In the present study we found that depressive, hypertensive participants at high cardiovascular risk had better BP values.
Although depression is considered an independent risk factor for hypertension incidence, and a number of authors have found it related to higher BP levels [19–21], its role in the control of BP values remains unclear . Limited data have reported that hypertensive patients taking antidepressants have lower blood pressure levels . One possible explanation for the effect of antidepressants on lowering blood pressure could be a reduction in vagal activity, decreased heart rate variability and baroreflex sensitivity , and neuro-endocrine pathways [25–29]. Our results concur with other studies performed in general populations [12, 13, 24, 30]. Research analyzing a group of people with hypertension who were taking antihypertensive drugs has also shown that individuals with episodes, or symptoms of depression, tended to have lower SBP and DBP . It is not clear whether depression is the cause or the consequence of differences in the control of BP values [32, 33]. Confounders related to both hypertension and depression, such as physical activity, low-fat diet, non-smoking, and alcohol intake, were included in our analysis . Some antidepressant, anti-anxiety, and antipsychotic agents, either alone or in combination with cardiovascular therapies including antihypertensive drugs, have been reported to induce a drop in BP [35–37]. Our participants diagnosed with depression, and those taking antidepressant treatments, received more antihypertensive drugs. Nevertheless, the association observed between depression and better blood pressure values persisted after adjusting for this variable in the multivariate analysis, which indicates that this association may be independent, as has been shown in previous studies [24, 33].

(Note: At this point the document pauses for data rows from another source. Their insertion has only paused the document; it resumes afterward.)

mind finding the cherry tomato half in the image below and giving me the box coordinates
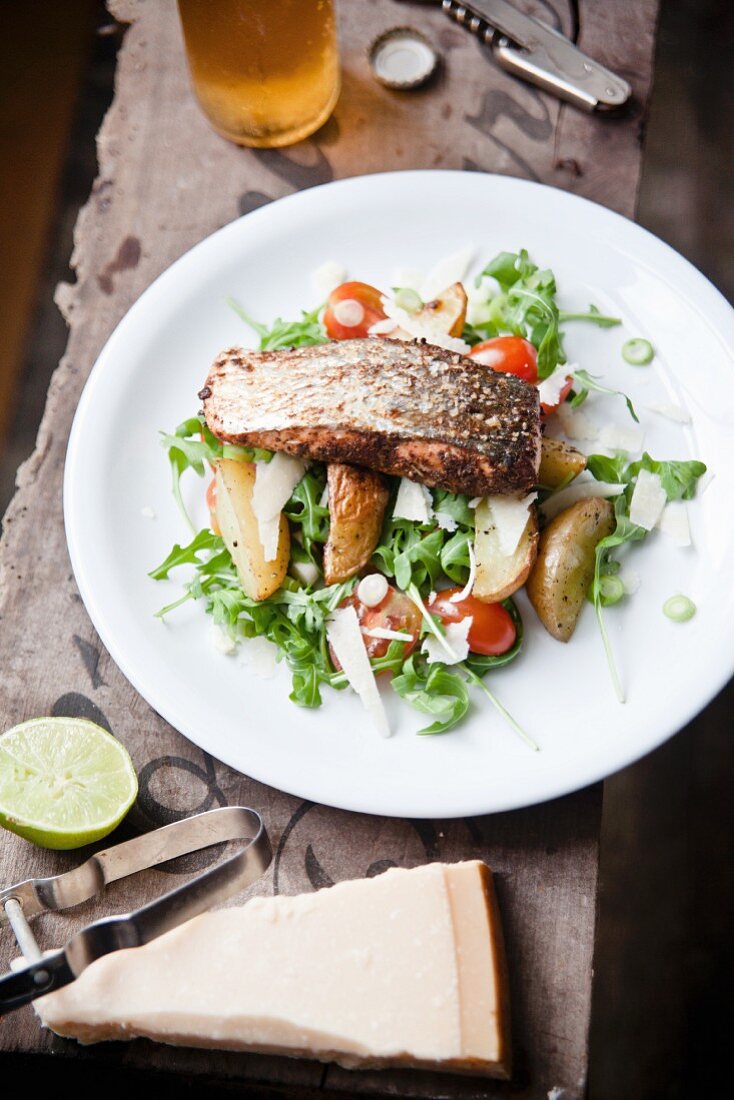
[330,583,422,671]
[206,477,221,535]
[469,336,538,384]
[540,375,573,417]
[323,281,387,340]
[428,588,516,657]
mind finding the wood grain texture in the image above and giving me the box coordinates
[0,0,659,1095]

It could be hypothesized, moreover, that the frequent use of health services by depressive patients could contribute to an accurate follow-up and good control of their hypertension. The Spanish Health System guarantees a free and universal access to primary healthcare services. In addition, family doctors have access to well-established chronic care protocols, which ensure the better control and follow-up of patients with co-morbidity (hypertension and depression).
Implication of our results
Our findings indicate the relevance of performing a holistic approach to the co-morbidity when tackling the care of chronic patients attended in primary care. Preventions among family physicians toward the use of antidepressants in hypertensive patients with depression should be addressed individually since many studies have shown an improvement in BP control.
Study limitations and strengths
The cross-sectional design of our study does not allow causal inferences to be drawn. Future observational research studies are needed to establish the role of psychosocial factors in the good control of cardiovascular risk factors and the prognosis of cardiovascular diseases, especially in hypertensive individuals or those at high cardiovascular risk.
For reasons of statistical power the different antidepressants were grouped together. It is possible that a larger sample could establish variations according to the antidepressant analyzed. The time elapsed from the first diagnosis of depression could not be used as a proxy for the current prevalence of depression as the only way to establish the current state of the disease is through the prescription of antidepressants, and no specific tests were conducted in the participants. We had information about the family history of cardiovascular diseases history but none concerning about family history of depression and hypertension.